Our adventure starts with the infamous flight from Nepal’s capital, Kathmandu, to one of the world’s most dangerous airports. Perched on an impossibly tiny area in the mountains, Lukla is the shortest runway in the world and also one of the highest at well over a mile.
Following a surprisingly smooth landing, we find ourselves immersed in some of the most spectacular scenery in the world. Whilst we had enjoyed some wonderful views of the Himalayas from the Kathmandu Valley, nothing can compare to the feeling of being fully surrounded by the highest peaks on earth. These giants of Mother Nature manage to amaze and captivate you while at the same time reducing you to a feeling of insignificance.
The first day of hiking provides a gentle introduction to trekking in the Khumbu Valley as we follow the Dudh Kosi River along undulating hills and valleys. It’s a sensory overload — the remarkable landscape provides a feast for the eyes; the sound of the gushing river in the canyon below marvels the ears; and the sweet smell of the rhododendron and pine forest delights the nose.
The hiking gets progressively more challenging as the days go by and we venture further and higher into the Himalayas. The air gets thinner and the terrain becomes steeper. Our lungs strain to get enough oxygen to our bodies. By the end of some days, my calves feel like lead and my knees are like jelly. Many times a day I briefly wonder why I am putting myself through this physical ordeal.
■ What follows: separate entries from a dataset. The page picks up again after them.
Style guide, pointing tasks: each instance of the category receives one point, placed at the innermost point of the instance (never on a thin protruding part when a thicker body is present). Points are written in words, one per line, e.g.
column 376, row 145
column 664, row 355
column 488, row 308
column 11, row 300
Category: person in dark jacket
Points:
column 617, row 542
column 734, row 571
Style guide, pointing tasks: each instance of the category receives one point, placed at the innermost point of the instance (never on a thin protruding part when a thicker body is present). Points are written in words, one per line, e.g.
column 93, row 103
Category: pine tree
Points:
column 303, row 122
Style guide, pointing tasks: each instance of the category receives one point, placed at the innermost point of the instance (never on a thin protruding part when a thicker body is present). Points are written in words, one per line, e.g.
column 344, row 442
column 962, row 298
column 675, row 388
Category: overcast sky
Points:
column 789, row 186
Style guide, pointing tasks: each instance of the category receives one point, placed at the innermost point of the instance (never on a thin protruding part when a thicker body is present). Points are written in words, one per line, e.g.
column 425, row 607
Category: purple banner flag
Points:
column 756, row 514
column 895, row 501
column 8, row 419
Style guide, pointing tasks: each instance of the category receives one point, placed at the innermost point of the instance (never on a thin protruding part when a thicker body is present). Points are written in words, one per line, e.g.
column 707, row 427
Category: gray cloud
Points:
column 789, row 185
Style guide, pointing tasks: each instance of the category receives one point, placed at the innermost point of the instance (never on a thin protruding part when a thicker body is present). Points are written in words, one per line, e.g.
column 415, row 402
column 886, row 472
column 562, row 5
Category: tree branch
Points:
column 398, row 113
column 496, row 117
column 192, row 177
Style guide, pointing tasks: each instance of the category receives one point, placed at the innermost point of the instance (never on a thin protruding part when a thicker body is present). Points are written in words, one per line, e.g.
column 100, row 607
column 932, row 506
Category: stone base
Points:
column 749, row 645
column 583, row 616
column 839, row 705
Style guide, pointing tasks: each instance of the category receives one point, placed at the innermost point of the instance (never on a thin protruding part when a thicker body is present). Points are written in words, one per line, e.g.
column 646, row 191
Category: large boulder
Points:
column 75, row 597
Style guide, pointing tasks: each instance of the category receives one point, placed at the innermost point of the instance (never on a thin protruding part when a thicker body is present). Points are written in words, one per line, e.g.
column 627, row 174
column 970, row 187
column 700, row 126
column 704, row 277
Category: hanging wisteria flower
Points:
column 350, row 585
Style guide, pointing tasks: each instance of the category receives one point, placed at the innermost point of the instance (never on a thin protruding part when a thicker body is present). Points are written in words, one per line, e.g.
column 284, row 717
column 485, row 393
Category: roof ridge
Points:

Then I look up and take time to appreciate the panorama, or smile to a local child who offers a friendly greeting of “Namaste,” and all my pains are forgotten.
The toughest day of all is hiking to the base of Ama Dablam mountain. It’s a long, steep climb over several hours to reach the expedition climbers’ camp. We arrive exhausted but there’s immense satisfaction in reaching our pinnacle of the Himalayas, and we can now personally attest to the extraordinary and unique beauty of Ama Dablam.
The personal highlight for me, though, is setting my eyes upon the highest point on earth, the peak of Mount Everest. Since my childhood, I’ve been fascinated with this mountain and people’s sometimes tragic ambitions to conquer it. We are extremely lucky to enjoy clear blue skies each and every day, providing us with constant and magnificent views of this mighty mountain.
Each night as the temperature plummets we are particularly grateful for our warm, comfortable lodges with hot showers and soft beds. We rush down to the dining room every evening to fill our ravenous stomachs with a delicious three-course meal consisting of both western and local options. The staff serve us with smiles and are always quick to offer seconds and more tea.
My favorite lodge, at the picturesque hilltop location of Mende, provides us with a surprise cultural show after dinner. The staff sing and dance Sherpa folk songs, before encouraging all the guests to join in. We have a fabulously fun time attempting to mimic the traditional dance moves.
Throughout the trek we find all the local people to be extremely friendly and welcoming. Their simple way of life and strong culture provide a rare glimpse back in time. The complete lack of motorized transport creates an uninterrupted peaceful atmosphere which is highly refreshing. By the end of the hike we are enjoying it so much that we begin to dread returning to civilization and the hustle and bustle of Kathmandu.
Nevertheless, after 10 days our trek is complete and it’s time to catch our return flight to the Nepalese capital. We enjoy a final celebratory dinner with our guide and porter, who have become our trusted friends. We share a bottle of wine with them and toast to what has been a challenging but highly rewarding journey.